Building AI and Machine Learning platforms in the cloud is no longer difficult. In this article, we will examine the top 10 Open-source AI/ML platform engineering tools.
KitOps
KitOps is an innovative open-source project to enhance collaboration among engineering teams working on integrating or managing self-hosted AI/ML models.
At the heart of KitOps is the ModelKit, which enables the seamless sharing of all necessary artifacts in the AI/ML model lifecycle. This includes datasets, code, doc, configurations, and models. It uses a YAML-based configuration file that simplifies sharing all the configurations for the secure development process. It integrates seamlessly with Docker, Terraform, and Kubernetes to automate and accelerate your development cycle.
Feast
Feast (Feature Store) is an open-source feature store that helps teams operate production ML systems at scale by allowing them to define, manage, validate, and serve features for production AI/ML.
Feast helps ML platform/MLOps teams with DevOps experience to productionize real-time models. It also helps these teams build a feature platform that improves collaboration between data engineers, software engineers, machine learning engineers, and data scientists.
MLflow
MLflow is an open-source platform, purpose-built to assist machine learning practitioners and teams in handling the complexities of the machine learning process. MLflow focuses on the full lifecycle for machine learning projects, ensuring each phase is manageable, traceable, and reproducible.
It also contains a registry that allows developers to centralize their model stores for lifecycle tracking and versioning.
Comet
Comet tracks ML experiments and provides insights into model performance. It helps you evaluate LLMs and monitor your models in production.
With its powerful dashboard, teams can get visual insights to analyse model performance.
Prometheus
It is a great analytics tool for real-time infrastructure and machine learning deployment monitoring. Creating custom dashboards lets developers gain insights into their infrastructure.
Apache Airflow
Airflow helps you automate, monitor, and schedule machine learning pipelines and workflows. Workflows are created using Python and are built to handle large and complex workflows.

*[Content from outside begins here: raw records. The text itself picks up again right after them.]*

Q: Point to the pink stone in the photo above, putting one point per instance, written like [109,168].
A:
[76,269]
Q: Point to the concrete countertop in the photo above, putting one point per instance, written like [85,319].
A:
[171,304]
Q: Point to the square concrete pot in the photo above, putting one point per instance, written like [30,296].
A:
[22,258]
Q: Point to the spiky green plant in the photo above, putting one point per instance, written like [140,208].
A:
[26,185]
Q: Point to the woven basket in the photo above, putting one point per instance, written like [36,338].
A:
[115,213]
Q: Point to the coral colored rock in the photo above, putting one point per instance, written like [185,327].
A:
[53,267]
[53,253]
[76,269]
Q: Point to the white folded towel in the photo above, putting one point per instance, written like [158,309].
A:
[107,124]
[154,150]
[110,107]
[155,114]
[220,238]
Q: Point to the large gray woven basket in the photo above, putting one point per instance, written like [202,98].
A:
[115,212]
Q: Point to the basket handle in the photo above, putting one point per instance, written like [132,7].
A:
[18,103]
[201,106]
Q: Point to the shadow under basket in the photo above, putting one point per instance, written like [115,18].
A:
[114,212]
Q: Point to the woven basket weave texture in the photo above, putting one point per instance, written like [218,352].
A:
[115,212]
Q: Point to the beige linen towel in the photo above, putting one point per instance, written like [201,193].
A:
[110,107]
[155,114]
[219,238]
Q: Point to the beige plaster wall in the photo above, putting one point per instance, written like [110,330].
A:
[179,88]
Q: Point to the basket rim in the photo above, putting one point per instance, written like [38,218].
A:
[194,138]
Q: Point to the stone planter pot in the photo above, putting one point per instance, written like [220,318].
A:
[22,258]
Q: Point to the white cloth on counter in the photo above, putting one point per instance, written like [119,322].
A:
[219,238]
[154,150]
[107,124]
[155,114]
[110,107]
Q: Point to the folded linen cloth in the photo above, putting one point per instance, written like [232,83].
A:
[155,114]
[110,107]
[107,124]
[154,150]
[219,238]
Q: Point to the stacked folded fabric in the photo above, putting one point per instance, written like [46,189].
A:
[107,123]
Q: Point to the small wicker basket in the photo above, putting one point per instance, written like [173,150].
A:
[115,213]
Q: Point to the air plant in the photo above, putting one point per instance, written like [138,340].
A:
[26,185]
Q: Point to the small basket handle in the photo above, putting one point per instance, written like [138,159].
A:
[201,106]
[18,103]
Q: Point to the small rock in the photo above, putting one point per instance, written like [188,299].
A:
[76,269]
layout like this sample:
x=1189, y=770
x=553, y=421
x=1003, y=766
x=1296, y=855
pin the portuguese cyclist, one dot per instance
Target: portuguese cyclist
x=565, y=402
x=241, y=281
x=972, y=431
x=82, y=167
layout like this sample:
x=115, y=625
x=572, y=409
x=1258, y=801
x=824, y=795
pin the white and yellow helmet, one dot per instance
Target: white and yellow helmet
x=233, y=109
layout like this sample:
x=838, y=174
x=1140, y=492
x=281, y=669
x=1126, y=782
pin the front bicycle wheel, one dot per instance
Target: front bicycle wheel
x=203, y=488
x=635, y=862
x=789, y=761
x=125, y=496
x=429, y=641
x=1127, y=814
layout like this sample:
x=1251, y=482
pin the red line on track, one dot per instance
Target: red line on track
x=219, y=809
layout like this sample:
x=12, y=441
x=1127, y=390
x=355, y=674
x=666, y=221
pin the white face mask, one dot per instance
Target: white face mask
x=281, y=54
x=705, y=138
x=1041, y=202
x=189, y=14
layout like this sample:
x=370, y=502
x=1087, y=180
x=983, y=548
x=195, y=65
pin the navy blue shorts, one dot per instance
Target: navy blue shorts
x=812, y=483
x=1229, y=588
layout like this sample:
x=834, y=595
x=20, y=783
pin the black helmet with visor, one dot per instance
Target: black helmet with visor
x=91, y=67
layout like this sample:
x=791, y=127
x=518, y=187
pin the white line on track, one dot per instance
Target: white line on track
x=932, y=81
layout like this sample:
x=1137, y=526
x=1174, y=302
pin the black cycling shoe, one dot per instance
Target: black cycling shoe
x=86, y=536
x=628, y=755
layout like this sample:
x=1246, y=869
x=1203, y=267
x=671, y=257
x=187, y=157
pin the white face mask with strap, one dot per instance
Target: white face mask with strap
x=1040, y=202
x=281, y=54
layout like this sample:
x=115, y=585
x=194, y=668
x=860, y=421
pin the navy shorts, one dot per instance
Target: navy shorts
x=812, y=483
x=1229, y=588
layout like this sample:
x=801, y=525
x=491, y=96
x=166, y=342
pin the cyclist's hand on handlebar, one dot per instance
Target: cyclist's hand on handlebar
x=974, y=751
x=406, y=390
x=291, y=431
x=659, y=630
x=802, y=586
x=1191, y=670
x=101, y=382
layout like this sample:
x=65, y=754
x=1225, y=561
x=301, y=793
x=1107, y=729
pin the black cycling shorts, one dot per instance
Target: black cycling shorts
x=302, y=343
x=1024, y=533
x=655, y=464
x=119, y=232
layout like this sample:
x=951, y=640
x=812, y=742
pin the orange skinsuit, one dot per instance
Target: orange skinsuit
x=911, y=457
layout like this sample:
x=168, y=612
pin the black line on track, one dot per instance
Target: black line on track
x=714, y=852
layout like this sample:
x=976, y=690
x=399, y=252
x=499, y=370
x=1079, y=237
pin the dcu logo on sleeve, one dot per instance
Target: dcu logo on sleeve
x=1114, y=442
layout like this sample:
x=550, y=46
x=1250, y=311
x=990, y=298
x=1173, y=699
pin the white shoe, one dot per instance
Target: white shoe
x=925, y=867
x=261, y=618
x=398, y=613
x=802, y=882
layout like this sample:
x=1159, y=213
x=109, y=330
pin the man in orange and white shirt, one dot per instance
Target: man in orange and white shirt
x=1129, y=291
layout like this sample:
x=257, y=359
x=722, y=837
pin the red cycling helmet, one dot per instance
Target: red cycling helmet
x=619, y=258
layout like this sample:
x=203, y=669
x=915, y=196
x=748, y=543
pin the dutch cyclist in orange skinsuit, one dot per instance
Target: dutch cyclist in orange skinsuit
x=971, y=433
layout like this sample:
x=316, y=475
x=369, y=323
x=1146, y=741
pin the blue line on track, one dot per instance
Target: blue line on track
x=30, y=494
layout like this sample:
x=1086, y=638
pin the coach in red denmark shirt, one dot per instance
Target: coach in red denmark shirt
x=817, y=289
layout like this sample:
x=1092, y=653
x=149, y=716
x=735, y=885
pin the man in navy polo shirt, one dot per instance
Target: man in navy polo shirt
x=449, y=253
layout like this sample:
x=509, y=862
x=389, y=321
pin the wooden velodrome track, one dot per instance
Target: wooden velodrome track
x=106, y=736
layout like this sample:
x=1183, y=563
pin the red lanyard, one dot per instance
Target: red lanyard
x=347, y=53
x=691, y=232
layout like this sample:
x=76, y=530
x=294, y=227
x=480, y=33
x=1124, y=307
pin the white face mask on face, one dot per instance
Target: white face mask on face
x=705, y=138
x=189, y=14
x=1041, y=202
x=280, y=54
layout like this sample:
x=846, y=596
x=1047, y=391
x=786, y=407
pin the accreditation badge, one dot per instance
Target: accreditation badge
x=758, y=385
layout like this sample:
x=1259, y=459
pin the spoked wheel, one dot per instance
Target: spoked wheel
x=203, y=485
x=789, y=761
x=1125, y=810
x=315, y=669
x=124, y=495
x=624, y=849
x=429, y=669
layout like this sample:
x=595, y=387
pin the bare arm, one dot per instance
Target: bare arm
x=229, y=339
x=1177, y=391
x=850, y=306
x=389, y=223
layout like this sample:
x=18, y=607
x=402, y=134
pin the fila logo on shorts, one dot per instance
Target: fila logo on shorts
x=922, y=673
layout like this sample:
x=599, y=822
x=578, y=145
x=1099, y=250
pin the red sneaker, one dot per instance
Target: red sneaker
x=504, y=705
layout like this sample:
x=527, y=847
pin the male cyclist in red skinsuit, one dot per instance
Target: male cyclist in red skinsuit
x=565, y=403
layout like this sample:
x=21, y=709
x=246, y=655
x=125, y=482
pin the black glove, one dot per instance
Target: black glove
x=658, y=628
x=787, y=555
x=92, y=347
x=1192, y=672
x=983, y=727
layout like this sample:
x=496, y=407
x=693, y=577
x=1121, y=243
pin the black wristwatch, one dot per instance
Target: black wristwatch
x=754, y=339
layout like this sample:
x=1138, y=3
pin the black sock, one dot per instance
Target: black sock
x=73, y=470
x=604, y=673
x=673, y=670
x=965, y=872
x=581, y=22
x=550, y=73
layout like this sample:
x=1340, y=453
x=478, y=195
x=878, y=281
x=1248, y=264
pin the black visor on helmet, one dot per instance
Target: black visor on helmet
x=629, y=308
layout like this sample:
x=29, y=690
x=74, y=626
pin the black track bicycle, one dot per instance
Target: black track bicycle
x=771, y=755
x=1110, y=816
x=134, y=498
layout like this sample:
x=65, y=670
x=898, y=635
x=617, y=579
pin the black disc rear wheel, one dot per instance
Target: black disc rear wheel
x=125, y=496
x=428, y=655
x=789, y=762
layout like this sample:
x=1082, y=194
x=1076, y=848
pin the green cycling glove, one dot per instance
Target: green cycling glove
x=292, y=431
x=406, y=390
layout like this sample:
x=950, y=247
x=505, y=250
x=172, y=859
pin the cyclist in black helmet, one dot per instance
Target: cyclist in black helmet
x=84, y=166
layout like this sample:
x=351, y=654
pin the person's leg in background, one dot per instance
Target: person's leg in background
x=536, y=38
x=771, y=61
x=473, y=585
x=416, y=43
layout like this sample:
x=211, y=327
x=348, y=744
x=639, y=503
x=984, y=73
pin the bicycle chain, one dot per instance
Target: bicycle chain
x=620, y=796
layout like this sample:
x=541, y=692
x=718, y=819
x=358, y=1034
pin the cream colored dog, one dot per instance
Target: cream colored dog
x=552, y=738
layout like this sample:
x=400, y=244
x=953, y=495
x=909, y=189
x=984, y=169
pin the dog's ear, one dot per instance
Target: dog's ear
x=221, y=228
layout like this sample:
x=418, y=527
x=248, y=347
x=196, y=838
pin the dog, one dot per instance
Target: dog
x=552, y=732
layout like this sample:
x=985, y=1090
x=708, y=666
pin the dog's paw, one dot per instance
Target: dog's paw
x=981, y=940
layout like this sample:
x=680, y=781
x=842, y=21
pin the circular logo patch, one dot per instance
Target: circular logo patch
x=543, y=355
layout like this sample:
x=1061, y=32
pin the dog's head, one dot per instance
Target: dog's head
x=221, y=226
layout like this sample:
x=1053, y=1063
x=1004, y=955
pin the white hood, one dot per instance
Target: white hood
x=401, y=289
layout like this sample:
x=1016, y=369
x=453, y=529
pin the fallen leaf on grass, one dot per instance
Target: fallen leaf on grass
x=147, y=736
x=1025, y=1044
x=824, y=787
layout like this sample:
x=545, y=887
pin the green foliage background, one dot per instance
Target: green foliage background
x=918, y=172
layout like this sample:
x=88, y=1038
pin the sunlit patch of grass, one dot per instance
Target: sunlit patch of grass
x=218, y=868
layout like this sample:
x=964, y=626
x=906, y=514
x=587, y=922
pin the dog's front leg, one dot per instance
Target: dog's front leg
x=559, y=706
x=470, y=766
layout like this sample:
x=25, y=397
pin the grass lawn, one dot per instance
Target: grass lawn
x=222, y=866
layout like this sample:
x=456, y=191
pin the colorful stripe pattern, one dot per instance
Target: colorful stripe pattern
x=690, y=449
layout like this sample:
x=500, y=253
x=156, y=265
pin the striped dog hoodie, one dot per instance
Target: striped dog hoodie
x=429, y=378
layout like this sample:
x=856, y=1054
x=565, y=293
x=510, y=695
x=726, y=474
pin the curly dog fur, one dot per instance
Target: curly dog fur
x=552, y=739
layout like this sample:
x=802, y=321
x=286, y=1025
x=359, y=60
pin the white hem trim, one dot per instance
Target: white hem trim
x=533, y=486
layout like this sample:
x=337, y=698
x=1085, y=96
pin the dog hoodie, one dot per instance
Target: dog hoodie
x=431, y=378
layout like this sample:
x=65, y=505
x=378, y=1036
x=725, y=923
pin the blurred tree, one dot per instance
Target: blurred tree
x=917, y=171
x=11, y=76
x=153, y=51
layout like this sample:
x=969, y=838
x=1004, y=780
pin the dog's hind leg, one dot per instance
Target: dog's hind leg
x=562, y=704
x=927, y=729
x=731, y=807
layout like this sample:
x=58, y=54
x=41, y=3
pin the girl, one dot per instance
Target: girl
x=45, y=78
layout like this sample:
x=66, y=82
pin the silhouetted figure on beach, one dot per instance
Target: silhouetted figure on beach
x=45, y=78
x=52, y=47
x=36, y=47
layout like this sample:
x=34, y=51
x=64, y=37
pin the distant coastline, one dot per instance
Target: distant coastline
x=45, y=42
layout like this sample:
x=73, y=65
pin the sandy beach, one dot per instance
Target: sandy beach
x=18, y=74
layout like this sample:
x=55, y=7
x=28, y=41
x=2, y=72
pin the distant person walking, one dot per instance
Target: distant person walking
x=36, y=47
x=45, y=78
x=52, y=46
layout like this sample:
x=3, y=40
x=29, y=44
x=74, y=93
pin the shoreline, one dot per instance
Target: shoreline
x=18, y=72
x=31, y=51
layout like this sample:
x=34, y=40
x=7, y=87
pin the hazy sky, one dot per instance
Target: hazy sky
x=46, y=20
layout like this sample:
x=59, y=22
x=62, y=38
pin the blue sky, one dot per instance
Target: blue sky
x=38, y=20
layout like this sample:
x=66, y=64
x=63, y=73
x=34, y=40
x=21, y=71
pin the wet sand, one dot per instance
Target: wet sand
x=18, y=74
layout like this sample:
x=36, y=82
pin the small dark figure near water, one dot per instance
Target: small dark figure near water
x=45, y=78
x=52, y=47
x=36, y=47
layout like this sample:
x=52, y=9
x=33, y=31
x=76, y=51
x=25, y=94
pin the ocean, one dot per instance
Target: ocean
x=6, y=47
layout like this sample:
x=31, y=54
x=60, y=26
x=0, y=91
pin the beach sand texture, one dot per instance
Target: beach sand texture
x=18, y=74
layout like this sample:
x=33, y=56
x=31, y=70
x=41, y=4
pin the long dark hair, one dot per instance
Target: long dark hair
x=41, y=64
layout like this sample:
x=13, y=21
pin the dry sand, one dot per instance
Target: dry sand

Airflow has various operators and lists that integrate with any system or process you are working on.
BentoML
BentoML simplifies model packaging and deployment into production. It helps teams deploy machine learning models at scale and build production-level AI systems.
Seldon
Seldon Core is a native Kubernetes tool for deploying and monitoring machine learning models. It addresses all the complexities of Kubernetes, allowing your engineers to deploy the model at scale without having expertise in how to deploy Kubernetes.
DVC
Data Version Control ensures reproducibility by tracking your dataset, codes, and experiments using GitOps principles. Its Git-like interface integrates easily with all your GIT repositories.
Kubeflow
Kubeflow handles all the complexities of containerization and supports end-to-end pipeline automation and distributed training on large data sets, making it ideal for production-grade machine learning systems.
And there you have it: 10 Open-source AI/ML platform engineering tools. Whether you are building scalable pipelines, tracking experiments, or deploying models in production, tools like KitOps can tackle the complexities of machine learning projects and model development while keeping your workflow efficient, user-friendly, and robust.